Wrong, that is, in visual terms – in ways that only humans can perceive. This is why CSS regression testing is fundamentally visual in nature.
At the most basic level, a CSS regression test can be performed by comparing a screenshot of a page back when it was in a known good state – before a CMS update, for example – to a screenshot of how the page looks now. If the two images aren’t identical, this can indicate a defect.
This procedure, called visual regression testing, sounds easy enough, but remember that this has to be replicated across all the pages and interaction features of a website, on every platform, browser, and device type that a customer can be reasonably expected to use. This has two problems.
First, there’s the problem of sheer effort. Even on a website with relatively few pages, if you factor in just a few laptop screen sizes and the most 5 most common phone screens in your target geographies, that’s still a lot of screenshots to check!
Second, and more importantly, there’s the problem of detection rate. Due to a phenomenon known as change blindness, the chances of a tester missing a subtle difference between two images is pretty high and tends to increase with the volume of work.
But your customers don’t look at thousands of before-and-after pictures of your website: an error that the most attentive tester will fail to spot after four hours of looking at website screenshots will be immediately obvious to someone who clicked on a link to your website.
Automating CSS Regression Testing Tool
These two factors – high effort and the limit of human perception – are the main driving forces behind automatic CSS regression testing solutions. The idea is to leverage the things machines are good at – performing a repetitive task at a high rate – while keeping humans in the loop for the things they are good at – making design trade-offs decisions, prioritizing bugfixes and so on.
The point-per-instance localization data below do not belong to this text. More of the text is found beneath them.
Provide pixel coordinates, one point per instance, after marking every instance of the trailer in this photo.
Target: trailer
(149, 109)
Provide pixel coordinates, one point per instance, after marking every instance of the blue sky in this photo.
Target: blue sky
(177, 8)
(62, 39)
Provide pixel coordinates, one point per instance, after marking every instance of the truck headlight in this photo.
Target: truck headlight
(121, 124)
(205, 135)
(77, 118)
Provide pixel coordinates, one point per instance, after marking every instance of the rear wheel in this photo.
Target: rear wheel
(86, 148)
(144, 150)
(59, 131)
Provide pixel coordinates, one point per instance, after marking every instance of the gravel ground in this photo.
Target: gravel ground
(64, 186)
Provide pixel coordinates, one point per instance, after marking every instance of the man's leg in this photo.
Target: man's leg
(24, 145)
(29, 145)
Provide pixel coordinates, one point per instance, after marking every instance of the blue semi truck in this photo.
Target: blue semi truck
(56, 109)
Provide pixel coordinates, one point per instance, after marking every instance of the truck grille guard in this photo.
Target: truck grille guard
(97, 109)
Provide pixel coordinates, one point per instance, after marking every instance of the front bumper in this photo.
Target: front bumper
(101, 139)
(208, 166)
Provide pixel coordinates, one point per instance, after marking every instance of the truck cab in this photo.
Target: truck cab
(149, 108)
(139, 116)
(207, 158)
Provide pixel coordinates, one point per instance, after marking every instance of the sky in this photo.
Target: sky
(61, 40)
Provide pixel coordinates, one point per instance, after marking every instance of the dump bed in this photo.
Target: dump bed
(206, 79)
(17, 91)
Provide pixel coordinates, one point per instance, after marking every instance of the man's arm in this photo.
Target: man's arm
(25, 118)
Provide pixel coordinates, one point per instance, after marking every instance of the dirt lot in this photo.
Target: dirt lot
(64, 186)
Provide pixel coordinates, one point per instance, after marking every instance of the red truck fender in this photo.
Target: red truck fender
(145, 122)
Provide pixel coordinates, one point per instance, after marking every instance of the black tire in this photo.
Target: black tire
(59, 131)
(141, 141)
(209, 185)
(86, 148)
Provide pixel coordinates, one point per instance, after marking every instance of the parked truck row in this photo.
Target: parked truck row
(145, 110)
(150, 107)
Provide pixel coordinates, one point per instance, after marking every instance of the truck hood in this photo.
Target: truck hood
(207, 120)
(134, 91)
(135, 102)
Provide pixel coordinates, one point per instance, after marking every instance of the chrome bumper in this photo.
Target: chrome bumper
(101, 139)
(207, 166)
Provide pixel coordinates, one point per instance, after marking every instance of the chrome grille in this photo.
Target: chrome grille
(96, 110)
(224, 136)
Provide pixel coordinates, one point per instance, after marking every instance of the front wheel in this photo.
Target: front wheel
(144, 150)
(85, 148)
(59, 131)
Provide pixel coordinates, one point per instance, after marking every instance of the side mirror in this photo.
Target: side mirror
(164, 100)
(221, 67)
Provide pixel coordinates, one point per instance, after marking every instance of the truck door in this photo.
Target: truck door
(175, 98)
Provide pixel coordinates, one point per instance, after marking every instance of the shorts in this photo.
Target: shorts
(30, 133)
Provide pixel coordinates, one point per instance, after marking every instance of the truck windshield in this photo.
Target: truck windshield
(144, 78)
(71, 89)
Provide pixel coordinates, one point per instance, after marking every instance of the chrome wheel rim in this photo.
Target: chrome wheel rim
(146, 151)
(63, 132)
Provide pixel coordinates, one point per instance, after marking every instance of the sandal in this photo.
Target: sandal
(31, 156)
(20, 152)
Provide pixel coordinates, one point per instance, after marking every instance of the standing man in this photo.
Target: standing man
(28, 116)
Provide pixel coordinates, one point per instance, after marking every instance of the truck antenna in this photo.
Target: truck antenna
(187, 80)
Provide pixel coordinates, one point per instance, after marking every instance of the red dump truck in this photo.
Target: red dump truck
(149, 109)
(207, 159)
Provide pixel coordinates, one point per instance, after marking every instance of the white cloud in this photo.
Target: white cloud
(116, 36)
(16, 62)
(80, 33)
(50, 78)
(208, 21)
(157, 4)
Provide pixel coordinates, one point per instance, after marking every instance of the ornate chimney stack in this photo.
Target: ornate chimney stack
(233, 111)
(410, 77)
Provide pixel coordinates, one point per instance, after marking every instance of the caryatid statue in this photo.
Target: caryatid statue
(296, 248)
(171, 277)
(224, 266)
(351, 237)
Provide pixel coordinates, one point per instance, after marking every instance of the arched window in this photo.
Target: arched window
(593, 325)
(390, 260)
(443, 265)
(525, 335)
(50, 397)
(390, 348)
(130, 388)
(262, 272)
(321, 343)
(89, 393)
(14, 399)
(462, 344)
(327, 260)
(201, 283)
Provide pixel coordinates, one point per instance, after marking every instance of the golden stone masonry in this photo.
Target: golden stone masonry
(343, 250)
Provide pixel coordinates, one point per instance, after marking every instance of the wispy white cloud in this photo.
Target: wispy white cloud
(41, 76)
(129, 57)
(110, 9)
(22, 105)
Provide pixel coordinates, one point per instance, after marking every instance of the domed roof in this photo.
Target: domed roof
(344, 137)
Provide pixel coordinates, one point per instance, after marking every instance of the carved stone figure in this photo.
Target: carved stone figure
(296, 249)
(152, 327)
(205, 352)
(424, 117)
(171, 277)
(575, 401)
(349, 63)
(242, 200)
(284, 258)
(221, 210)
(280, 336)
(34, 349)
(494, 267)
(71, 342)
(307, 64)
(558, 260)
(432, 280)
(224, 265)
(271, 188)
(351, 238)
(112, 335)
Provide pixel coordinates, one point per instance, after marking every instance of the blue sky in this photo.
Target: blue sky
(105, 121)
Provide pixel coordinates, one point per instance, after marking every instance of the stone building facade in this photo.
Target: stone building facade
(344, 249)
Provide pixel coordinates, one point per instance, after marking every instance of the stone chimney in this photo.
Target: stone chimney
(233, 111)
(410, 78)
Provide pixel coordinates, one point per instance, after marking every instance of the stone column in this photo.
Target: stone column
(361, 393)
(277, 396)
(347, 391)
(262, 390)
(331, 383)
Visual regression testing is conceptually sound. It is inherently tuned to detect defects that have an immediate and obvious customer impact and relies on objective metrics that keep testing reports noise-free.
Since many CSS bugs are inherently difficult to spot, as they only occur under certain conditions, CSS style changes are a natural candidate for automated regression testing.
Which Method of CSS is Best for Testing
Automatic CSS testing is the most reliable way of detecting breaking changes after a CMS update, or after updating plug-ins and themes. It can reveal subtle changes that manual QA testing would not be able to spot reliably and can be easily integrated into any development, QA, and deployment process.
The most straightforward integration solution is to perform regression testing before deploying potentially breaking changes. Usually, that’s done by maintaining two environments – a “staging” environment, where only the development team has access, and a “live” or “production” environment, the public server where the actual website gets deployed and which customers see. Changes are tested in the staging environment, and after all pages have been verified, they can be deployed in the production environment as well.
The staging/production deployment strategy isn’t inherent to automated regression testing though. For low-volume websites, the risk of deploying straight to production may turn out to be acceptable. In this case, deployment is done straight into production, but only after making a backup. If potentially breaking changes are identified afterward, during regression testing, the backup can be restored.
However, automating CSS regression testing allows you to integrate regression testing in earlier stages of the development process. For example, visual testing tools like Diffy expose a REST API that allows you to integrate regression testing jobs into a CI pipeline. This way, every commit and pull request can be tested separately, throughout the development phase.
Early integration of CSS regression testing has multiple benefits. Defects are easier to fix when caught early, and steady schedules are easier to keep because you don’t have to keep going back and fix issues you didn’t know about.